Puis, haussant la voix:

– Dis donc, citoyenne Capet, demanda-t-il, est-ce que tu es malade?

La reine leva lentement les yeux, et son regard se fixa clair et interrogateur sur ces deux hommes.

– Est-ce que c’est à moi que vous parlez, messieurs? demanda-t-elle d’une voix pleine de douceur, car elle avait cru remarquer une nuance d’intérêt dans l’accent de celui qui lui avait adressé la parole.

– Oui, citoyenne, c’est à toi, reprit Gilbert, et nous te demandons si tu es malade.

– Pourquoi cela?

– Parce que tu as les yeux bien rouges.

– Et que tu es bien pâle en même temps, ajouta Duchesne.

– Merci, messieurs. Non, je ne suis point malade; seulement, j’ai beaucoup souffert cette nuit.

– Ah! oui, tes chagrins.

– Non, messieurs, mes chagrins étant toujours les mêmes, et la religion m’ayant appris à les mettre aux pieds de la croix, mes chagrins ne me rendent pas plus souffrante un jour que l’autre; non, je suis malade parce que je n’ai pas beaucoup dormi cette nuit.

– Ah! la nouveauté du logement, le changement de lit, dit Duchesne.

– Et puis le logement n’est pas beau, ajouta Gilbert.

– Ce n’est pas non plus cela, messieurs, dit la reine en secouant la tête. Laide ou belle, ma demeure m’est indifférente.

– Qu’est-ce donc, alors?

– Ce que c’est?

– Oui.

– Je vous demande pardon de vous le dire; mais j’ai été fort incommodée de cette odeur de tabac que monsieur exhale encore en ce moment.

En effet, Gilbert fumait, ce qui, au reste, était sa plus habituelle occupation.

– Ah! mon Dieu! s’écria-t-il tout troublé de la douceur avec laquelle la reine lui parlait. C’est cela! que ne le disais-tu, citoyenne?

– Parce que je ne me suis pas cru le droit de vous gêner dans vos habitudes, monsieur.

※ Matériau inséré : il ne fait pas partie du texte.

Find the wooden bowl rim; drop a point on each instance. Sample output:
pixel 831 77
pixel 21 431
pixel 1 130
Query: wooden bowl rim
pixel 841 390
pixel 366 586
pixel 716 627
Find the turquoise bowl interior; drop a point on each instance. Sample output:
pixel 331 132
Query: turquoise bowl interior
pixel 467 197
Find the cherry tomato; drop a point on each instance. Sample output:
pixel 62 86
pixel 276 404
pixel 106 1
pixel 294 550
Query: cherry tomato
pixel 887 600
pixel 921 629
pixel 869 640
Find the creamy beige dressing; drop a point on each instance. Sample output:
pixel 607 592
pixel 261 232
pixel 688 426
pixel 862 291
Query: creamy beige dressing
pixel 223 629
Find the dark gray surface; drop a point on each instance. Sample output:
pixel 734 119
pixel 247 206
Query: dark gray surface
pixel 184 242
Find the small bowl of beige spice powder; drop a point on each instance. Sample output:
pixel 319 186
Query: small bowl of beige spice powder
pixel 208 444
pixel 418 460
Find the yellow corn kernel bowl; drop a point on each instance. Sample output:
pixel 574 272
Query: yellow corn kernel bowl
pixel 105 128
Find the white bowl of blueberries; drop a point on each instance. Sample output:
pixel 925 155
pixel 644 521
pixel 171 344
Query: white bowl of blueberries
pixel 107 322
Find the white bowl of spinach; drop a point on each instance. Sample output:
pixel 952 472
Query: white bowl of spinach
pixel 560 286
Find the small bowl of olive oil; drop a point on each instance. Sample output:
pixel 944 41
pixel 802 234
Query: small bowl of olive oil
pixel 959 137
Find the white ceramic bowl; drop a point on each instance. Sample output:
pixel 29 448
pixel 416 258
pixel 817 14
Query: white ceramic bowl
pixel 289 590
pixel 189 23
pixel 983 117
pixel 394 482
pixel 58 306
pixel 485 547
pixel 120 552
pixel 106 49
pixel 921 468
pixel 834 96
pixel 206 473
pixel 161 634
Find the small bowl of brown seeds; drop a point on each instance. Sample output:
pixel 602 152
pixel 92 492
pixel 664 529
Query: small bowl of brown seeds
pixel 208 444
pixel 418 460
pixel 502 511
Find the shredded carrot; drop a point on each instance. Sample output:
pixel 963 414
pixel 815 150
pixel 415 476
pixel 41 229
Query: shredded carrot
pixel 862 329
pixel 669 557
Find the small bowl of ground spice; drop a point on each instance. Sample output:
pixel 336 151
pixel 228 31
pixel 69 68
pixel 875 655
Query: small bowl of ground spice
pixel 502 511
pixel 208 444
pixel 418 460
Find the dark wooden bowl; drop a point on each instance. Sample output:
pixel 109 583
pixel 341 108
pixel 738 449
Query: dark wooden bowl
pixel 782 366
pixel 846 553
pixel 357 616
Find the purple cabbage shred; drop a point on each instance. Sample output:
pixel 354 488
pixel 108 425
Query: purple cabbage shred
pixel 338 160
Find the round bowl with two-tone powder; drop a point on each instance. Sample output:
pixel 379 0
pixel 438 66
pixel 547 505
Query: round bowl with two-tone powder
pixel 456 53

– Ah bien, tu ne seras plus incommodée, par moi du moins, dit Gilbert en jetant sa pipe, qui alla se briser sur le carreau; car je ne fumerai plus.

Et il se retourna, emmenant son compagnon, et refermant le paravent.

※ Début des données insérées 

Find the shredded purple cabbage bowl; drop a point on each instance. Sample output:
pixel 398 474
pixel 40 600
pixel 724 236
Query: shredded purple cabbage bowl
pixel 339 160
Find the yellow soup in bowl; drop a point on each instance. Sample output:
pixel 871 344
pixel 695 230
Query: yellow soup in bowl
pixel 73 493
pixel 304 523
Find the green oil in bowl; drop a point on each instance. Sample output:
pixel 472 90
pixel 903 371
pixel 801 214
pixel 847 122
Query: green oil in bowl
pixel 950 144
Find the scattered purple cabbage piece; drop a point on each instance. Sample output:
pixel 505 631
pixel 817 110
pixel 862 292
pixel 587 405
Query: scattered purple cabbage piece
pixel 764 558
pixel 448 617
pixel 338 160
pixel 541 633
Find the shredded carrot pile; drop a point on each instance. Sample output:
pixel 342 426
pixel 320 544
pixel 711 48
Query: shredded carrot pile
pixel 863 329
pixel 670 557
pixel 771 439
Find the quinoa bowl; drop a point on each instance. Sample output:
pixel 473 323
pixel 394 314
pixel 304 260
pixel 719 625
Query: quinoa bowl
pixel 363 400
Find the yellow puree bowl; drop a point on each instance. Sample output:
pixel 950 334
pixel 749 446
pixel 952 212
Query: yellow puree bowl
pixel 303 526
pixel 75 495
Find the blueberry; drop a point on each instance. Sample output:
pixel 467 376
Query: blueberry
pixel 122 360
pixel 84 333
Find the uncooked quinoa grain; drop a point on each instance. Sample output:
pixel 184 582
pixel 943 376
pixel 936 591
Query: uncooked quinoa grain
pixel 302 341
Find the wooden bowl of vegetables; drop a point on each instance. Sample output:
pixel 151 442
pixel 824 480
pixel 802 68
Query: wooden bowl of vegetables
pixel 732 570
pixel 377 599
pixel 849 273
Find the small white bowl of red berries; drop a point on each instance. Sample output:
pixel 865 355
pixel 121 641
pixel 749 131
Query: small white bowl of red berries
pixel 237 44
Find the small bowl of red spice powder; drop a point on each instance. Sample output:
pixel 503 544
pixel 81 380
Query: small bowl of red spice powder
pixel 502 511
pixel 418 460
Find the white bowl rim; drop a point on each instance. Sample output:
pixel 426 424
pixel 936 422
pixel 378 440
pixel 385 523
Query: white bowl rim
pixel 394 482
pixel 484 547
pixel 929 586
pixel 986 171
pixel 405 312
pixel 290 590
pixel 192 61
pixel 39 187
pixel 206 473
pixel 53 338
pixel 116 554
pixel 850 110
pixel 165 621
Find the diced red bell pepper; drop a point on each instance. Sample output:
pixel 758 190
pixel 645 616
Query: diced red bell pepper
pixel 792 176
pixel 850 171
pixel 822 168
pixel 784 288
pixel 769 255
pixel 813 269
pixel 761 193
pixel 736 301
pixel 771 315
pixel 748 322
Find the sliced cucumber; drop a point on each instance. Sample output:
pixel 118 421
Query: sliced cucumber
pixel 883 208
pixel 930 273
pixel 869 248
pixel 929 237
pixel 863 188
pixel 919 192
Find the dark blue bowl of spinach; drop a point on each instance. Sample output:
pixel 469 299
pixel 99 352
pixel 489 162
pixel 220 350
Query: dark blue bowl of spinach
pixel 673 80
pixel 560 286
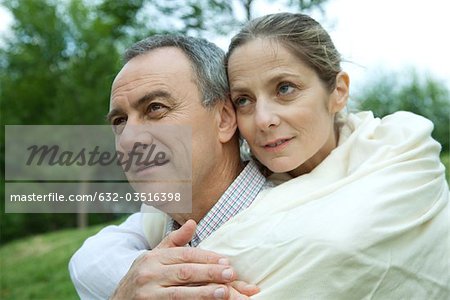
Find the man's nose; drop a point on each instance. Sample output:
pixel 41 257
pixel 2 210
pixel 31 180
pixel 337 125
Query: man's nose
pixel 265 115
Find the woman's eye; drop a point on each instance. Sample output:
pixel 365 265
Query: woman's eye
pixel 241 101
pixel 285 89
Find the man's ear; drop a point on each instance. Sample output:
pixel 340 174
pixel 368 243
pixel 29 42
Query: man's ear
pixel 227 124
pixel 339 96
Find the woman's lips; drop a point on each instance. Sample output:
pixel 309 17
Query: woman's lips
pixel 277 145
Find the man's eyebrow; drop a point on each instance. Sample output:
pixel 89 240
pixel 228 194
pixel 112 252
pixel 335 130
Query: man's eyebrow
pixel 142 101
pixel 114 112
pixel 151 96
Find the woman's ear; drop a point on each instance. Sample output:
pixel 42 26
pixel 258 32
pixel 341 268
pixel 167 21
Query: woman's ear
pixel 339 96
pixel 227 121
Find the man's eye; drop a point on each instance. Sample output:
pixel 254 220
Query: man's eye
pixel 156 110
pixel 285 89
pixel 241 101
pixel 118 124
pixel 155 107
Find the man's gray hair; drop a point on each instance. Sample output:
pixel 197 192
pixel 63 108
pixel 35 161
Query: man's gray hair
pixel 206 58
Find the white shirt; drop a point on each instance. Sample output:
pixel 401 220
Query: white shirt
pixel 98 266
pixel 103 260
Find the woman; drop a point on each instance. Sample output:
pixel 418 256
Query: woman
pixel 366 213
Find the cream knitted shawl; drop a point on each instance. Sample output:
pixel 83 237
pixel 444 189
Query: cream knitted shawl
pixel 370 222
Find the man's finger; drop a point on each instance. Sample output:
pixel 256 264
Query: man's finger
pixel 179 237
pixel 210 291
pixel 197 274
pixel 245 288
pixel 179 255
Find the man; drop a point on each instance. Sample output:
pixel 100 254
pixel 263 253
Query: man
pixel 181 81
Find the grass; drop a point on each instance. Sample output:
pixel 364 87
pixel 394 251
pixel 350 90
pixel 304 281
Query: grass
pixel 36 267
pixel 445 158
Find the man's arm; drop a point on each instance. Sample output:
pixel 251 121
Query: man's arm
pixel 117 258
pixel 103 260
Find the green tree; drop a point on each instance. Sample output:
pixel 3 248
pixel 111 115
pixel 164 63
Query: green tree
pixel 423 95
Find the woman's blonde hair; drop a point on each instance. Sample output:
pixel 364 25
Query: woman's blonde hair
pixel 299 33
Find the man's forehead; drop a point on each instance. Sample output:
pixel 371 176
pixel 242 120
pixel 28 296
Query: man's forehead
pixel 160 62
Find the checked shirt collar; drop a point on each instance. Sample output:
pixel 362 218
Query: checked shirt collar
pixel 239 195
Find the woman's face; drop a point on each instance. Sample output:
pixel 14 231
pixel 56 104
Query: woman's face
pixel 284 110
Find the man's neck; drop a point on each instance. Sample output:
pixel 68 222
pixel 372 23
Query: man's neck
pixel 204 197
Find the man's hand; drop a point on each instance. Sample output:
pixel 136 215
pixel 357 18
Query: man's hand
pixel 171 271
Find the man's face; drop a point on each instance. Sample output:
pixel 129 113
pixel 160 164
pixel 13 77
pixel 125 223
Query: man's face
pixel 155 101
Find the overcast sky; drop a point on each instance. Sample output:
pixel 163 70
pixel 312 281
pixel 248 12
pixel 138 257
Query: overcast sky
pixel 377 35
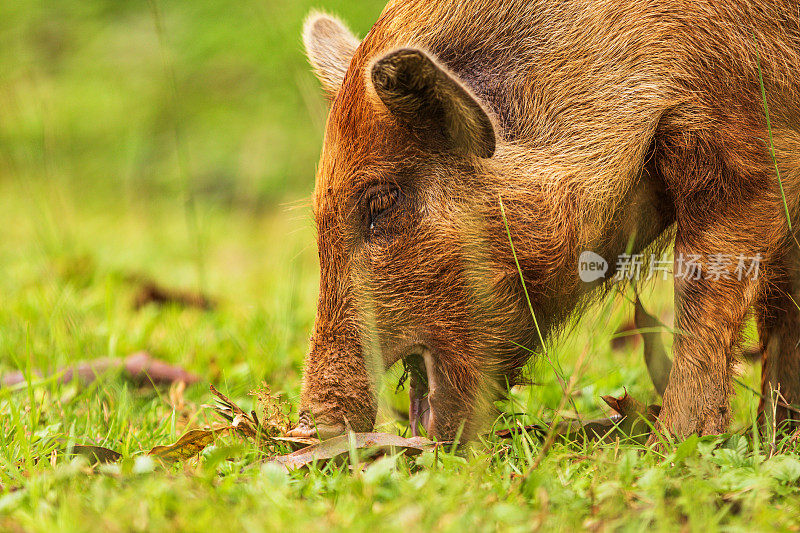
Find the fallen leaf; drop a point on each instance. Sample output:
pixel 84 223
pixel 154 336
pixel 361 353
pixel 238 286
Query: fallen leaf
pixel 190 444
pixel 338 446
pixel 274 424
pixel 96 454
pixel 297 443
pixel 658 362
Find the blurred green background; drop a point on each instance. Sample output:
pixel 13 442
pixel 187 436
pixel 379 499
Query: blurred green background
pixel 170 140
pixel 133 100
pixel 178 141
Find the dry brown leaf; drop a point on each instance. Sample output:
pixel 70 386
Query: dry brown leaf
pixel 190 444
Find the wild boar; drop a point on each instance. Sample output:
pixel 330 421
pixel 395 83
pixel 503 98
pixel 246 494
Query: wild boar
pixel 607 126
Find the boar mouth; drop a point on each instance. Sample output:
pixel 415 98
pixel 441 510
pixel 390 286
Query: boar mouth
pixel 421 391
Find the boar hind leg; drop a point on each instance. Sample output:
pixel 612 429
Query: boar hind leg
pixel 711 304
pixel 779 331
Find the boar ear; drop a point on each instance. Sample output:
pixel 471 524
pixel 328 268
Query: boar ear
pixel 424 96
pixel 330 47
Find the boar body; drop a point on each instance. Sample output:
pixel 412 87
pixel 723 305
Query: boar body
pixel 608 126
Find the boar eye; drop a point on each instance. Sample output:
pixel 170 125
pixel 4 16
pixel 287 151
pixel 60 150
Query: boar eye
pixel 379 203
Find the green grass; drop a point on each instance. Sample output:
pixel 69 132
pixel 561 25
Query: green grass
pixel 91 191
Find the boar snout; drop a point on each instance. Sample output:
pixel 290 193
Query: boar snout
pixel 337 394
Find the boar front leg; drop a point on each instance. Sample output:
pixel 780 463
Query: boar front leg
pixel 710 310
pixel 459 397
pixel 779 332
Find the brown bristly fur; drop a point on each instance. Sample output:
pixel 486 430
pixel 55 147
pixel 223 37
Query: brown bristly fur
pixel 614 121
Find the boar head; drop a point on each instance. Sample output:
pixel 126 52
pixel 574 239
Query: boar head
pixel 408 270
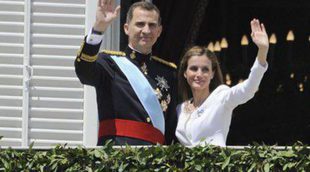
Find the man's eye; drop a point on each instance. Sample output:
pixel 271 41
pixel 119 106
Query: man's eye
pixel 205 69
pixel 193 68
pixel 140 24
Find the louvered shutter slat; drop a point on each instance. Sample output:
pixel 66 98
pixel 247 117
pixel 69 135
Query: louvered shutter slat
pixel 56 96
pixel 11 71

– Possible qu’on lui coupe la tête, c’est l’affaire de la nation, cela; mais à quoi bon la faire souffrir, cette femme?

Nous sommes des soldats et non pas des bourreaux comme Simon.

– C’est un peu aristocrate, ce que tu fais là, compagnon, dit Duchesne en secouant la tête.

– Qu’appelles-tu aristocrate? Voyons, explique-moi un peu cela.

– J’appelle aristocrate tout ce qui vexe la nation et qui fait plaisir à ses ennemis.

– Ainsi, selon toi, dit Gilbert, je vexe la nation parce que je ne continue pas d’enfumer la veuve Capet? Allons donc! vois-tu, moi, continua le brave homme, je me rappelle mon serment à la patrie et la consigne de mon brigadier, voilà tout. Or, ma consigne, je la sais par cœur: «Ne pas laisser évader la prisonnière, ne laisser pénétrer personne auprès d’elle, écarter toute correspondance qu’elle voudrait nouer ou entretenir et mourir à mon poste.» Voilà ce que j’ai promis et je le tiendrai. Vive la nation!